08 fevereiro 2018

Cozinha Gourmet ou minimalismo a peso de ouro?

12:19


Se é certo que o mundo mudou, e as pessoas mudaram, não é menos adquirido que os pratos têm vindo a acompanhar o sentido dessa vertiginosa, e não raras vezes paradoxal, mudança.

Antigamente, uma sardinha e uma carcaça para uma família caída em desgraça era, sem eufemismos, uma barrigada de fome. Hoje, um pratinho “chique a valer”, o mais minimalista possível, é dito muito elegantemente “gourmet”. A verdade é que quer num caso, quer noutro, os comensais limitam-se a comer, literalmente, com os olhos.
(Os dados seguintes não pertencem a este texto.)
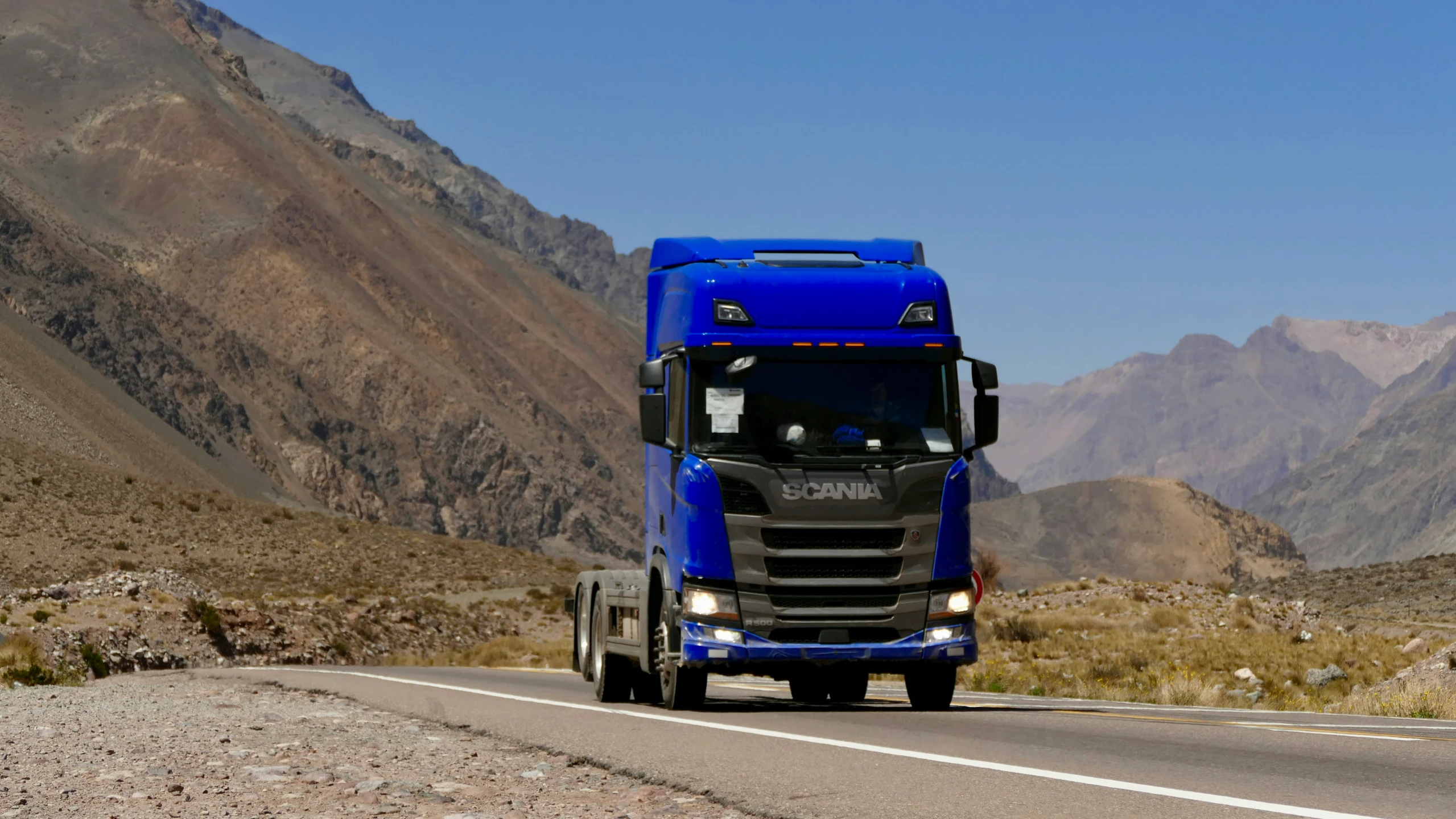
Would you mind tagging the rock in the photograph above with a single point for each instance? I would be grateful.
(1321, 677)
(270, 773)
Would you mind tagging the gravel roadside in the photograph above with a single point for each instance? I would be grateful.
(165, 744)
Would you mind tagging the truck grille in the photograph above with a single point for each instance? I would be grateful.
(836, 598)
(741, 498)
(813, 635)
(834, 539)
(826, 568)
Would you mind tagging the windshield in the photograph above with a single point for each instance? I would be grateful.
(790, 411)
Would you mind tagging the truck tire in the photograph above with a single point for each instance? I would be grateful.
(583, 632)
(683, 689)
(931, 687)
(611, 672)
(810, 689)
(848, 687)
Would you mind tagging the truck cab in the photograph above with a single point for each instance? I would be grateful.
(807, 492)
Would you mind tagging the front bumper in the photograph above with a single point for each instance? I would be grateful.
(699, 648)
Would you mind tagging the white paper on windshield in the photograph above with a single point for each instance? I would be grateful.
(937, 440)
(724, 400)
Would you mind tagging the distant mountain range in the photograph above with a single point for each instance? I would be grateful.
(308, 291)
(1298, 425)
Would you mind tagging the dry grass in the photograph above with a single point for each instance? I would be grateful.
(1171, 643)
(517, 652)
(1403, 698)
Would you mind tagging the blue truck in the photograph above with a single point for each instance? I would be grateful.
(807, 495)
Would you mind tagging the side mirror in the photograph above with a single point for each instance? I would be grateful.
(653, 418)
(986, 419)
(983, 374)
(653, 374)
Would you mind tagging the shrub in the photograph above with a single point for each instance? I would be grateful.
(28, 676)
(94, 661)
(19, 650)
(989, 565)
(1018, 630)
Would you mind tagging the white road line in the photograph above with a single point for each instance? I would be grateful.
(1040, 773)
(1342, 734)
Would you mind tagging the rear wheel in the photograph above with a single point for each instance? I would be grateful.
(611, 672)
(849, 687)
(584, 663)
(931, 687)
(683, 689)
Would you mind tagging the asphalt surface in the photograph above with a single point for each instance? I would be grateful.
(989, 755)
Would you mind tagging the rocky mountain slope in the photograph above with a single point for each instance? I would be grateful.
(1129, 527)
(325, 104)
(1382, 353)
(1231, 421)
(308, 306)
(1385, 497)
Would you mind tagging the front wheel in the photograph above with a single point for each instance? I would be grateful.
(931, 687)
(683, 689)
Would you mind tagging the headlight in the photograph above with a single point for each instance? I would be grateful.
(727, 636)
(951, 604)
(707, 603)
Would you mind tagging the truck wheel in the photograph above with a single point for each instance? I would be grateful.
(848, 687)
(810, 689)
(931, 687)
(583, 619)
(611, 672)
(683, 689)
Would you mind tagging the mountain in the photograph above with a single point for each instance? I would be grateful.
(322, 312)
(1388, 495)
(325, 104)
(1228, 419)
(1382, 353)
(1139, 528)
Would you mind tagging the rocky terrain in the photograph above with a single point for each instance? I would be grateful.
(1194, 645)
(324, 102)
(1384, 497)
(1129, 527)
(1230, 419)
(168, 744)
(321, 312)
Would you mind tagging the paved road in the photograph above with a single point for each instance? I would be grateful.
(991, 755)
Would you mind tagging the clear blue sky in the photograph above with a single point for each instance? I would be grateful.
(1092, 179)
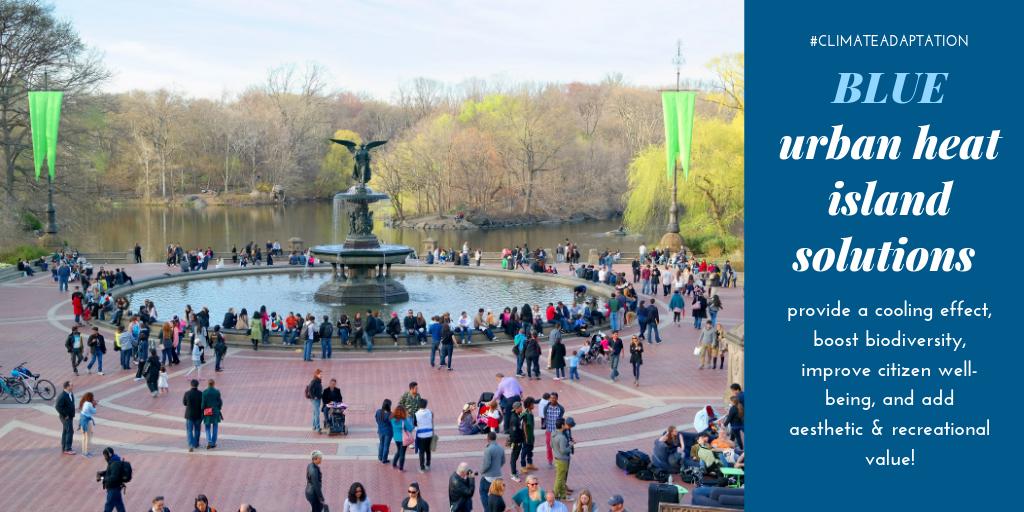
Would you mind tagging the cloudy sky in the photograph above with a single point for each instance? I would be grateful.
(206, 48)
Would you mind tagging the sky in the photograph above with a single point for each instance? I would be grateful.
(215, 47)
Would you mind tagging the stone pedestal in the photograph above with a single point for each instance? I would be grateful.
(671, 241)
(361, 291)
(429, 245)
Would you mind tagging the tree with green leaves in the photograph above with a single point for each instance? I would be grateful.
(712, 198)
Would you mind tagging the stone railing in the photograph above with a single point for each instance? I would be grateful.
(734, 340)
(110, 257)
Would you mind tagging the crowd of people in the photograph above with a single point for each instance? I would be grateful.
(151, 345)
O prato tem de atrair. Tem de seduzir. Uma espécie de namorico sem beijocas lânguidas, dir-se-ia.

Naturalmente que, para que a refeição se torne uma experiência única, normalmente com preço múltiplo, convém que todos os sentidos sejam aguçados, conforme diz “quem sabe da poda” da gourmetização assente na decoração das preparações. Criatividade é coisa que não falta, com os pratos a fazerem lembrar pinturas de Miró ou Dali ou bizarras esculturas como paellas e feijoadas apresentadas em forma de bolinho a fazer lembrar o Portugal dos pequeninos.


Em sentido contrário às porções cada vez mais aparentadas com severo jejum, o tamanho dos pratos tem vindo a crescer, segundo os entendidos, para que os pormenores ganhem destaque. E, realmente, ganham. Outra coisa não há que isso mesmo: pormenores de comida.
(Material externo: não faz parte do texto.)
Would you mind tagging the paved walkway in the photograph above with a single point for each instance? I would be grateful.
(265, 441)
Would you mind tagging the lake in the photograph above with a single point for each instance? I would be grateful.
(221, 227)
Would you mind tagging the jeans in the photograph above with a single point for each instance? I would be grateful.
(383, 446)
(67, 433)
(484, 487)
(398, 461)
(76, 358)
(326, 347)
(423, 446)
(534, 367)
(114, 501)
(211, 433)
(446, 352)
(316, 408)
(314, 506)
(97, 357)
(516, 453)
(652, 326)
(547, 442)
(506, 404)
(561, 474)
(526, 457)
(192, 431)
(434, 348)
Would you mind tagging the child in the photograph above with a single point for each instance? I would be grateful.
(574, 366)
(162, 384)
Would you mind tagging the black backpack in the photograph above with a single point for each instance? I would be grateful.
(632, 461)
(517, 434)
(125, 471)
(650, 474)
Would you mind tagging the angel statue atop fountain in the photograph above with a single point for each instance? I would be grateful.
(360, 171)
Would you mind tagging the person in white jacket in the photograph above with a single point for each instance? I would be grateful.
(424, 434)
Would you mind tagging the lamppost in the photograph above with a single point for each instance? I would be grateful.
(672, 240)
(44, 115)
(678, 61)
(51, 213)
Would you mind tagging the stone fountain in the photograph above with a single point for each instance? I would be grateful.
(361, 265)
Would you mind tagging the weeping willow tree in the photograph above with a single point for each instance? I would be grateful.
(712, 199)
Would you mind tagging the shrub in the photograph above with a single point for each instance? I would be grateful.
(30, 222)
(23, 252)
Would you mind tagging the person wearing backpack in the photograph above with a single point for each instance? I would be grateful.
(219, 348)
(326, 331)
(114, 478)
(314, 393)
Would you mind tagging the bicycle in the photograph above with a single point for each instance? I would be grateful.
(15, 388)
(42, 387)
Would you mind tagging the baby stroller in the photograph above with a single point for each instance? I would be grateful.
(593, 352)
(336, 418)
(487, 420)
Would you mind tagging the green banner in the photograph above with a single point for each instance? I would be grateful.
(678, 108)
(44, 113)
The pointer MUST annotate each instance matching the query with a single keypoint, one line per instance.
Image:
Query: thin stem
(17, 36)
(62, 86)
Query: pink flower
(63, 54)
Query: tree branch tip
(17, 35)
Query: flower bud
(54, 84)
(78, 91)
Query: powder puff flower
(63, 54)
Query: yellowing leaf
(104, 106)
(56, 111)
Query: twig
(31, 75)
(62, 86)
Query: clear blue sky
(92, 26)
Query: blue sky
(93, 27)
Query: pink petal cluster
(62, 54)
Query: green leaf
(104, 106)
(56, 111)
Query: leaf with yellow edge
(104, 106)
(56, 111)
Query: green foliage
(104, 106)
Paralelamente, de parceria com o toque cada vez mais ritualístico das refeições, o número de pratos tem vindo a aumentar. Por outras palavras, a falta de comida é compensada com resmas de loiça para impressionar e “fazer crescer água na boca”.

No fundo, a ideia é dar a ilusão ao cliente de que comeu mais e que pagou menos.

Em matéria de culinária decorativa, atualmente, o que está a dar são reduções, flores comestíveis ou mini-legumes, tudo contadinho a dedo, previamente empratado na cozinha, não vá alguém mais guloso servir-se deselegantemente de mais uma ou duas batatinhas-anãs de uma bandeja tradicional.


Em termos de técnicas de montagem dos pratos, a gastronomia também tem vindo a evoluir com a chamada Regra dos terços, conhecido processo de composição fotográfica.

Ou seja, num só pratalhão gourmet, com comida liliputiana no centro, há pintura, escultura e fotografia. O que não falta é arte ou comunhão de várias. Só não há uma coisa essencial: comida para preencher a cova de um dente. Ou melhor, como diz o madeirense, o que o cliente prova (acentuo a palavra “prova”) são “dentinhos”.

Porém, quem pensa que a exigência de qualidade acaba aqui está para lá de redondamente enganado. Os elementos devem ficar em diagonal, de 3 para 2, uma vez que é esse o sentido que os olhos percorrem, como Cesário Verde e Alberto Caeiro percorriam a verdura com o olhar.

As iguarias ou decorações mais baixas devem ser colocadas na posição 3 e as maiores e mais altas na posição 2, numa montagem multidimensional.

Quanto à disposição dos “dentinhos”, o formato é o de “alvo”, com a iguaria principal a figurar no centro daquele “disco voador” a que chamam prato, circundada pelo acompanhamento e pelo molho, o mesmo sucedendo com o formato das sobremesas.

Já outro formato “na berra” é o de “relógio”. Basicamente, a disposição do prato deverá respeitar a distribuição que se segue: as guarnições, divididas na posição de 10 horas e 6 horas, e a proteína à direita, na posição das 2 horas. Tudo muito matemático e geométrico. Segredos talvez dos Maias ou dos Incas, quem sabe…

Resumindo, aritmeticamente, a quantidade de comida é equacionada com contas de sumir, mas o preço a pagar operacionaliza-se com contas de somar muito, muito multiplicadas.

Num dos anúncios publicitários televisivos, há um famoso “chef” que, depois de levar a comida à mesa, repentinamente, tem a epifania de que falta alguma coisa. No caso, era uma cerveja.

E todos respiram de alívio porque já não falta nada. A não ser, a não ser… comida. Obviamente que não falamos de “cogulos” para fartar brutos, mas comida que não pareça um aperitivo para ir depois a um restaurante menos modernaço almoçar ou jantar (verdadeiramente) sem as estrelas Michelin de uma indisfarçável “roeza”.

Artigo de opinião escrito por: João Abel Torres.